Our equivalent of socialist realism has thus slipped in through the back door: not through the top-down imposition of tyrannical laws, but through the profit-seeking of private companies that have set themselves up as the monitors and arbiters of acceptable speech. What is acceptable always turns out to be whatever makes them money, but our lived experience as subjects of this regime is substantially the same as being governed by illiberal laws. In fact it is even worse, as the government has no real power to stand up to the content-generating monoliths—something that was clear in 2020, when Mark Zuckerberg testified before a plainly clueless panel of senators tasked with investigating censorship and misinformation. Though they were seated above him in a bare spatial sense, the actual order of power in the room was inverted. Likes, retweets, upvotes, customer feedback, and algorithmic incentivization had already won out over any ideal, however imperfect, of self-government, autonomy, saying what you think, striving to know your own mind, loving the truth while always remembering how hard it is to find it.

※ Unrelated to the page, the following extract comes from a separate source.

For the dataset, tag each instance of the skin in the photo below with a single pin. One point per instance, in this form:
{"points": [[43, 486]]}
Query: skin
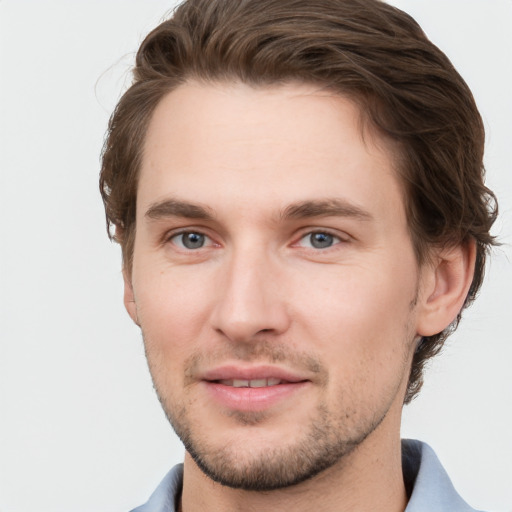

I acknowledge that I am feeling defeated, and it is a symptom of this defeat that I have withdrawn to live in the past, like old man Crumb with his vinyl 78s of Ma Rainey and Bessie Smith, hiding out somewhere in the South of France. The hard work of building an honest future—honest about what we are as human beings, the sort of honesty that simply cannot be maintained in a world without art born of freedom, and without so much as the ideal of human liberation—will have to be left to others, perhaps to a generation that has yet to be given a name.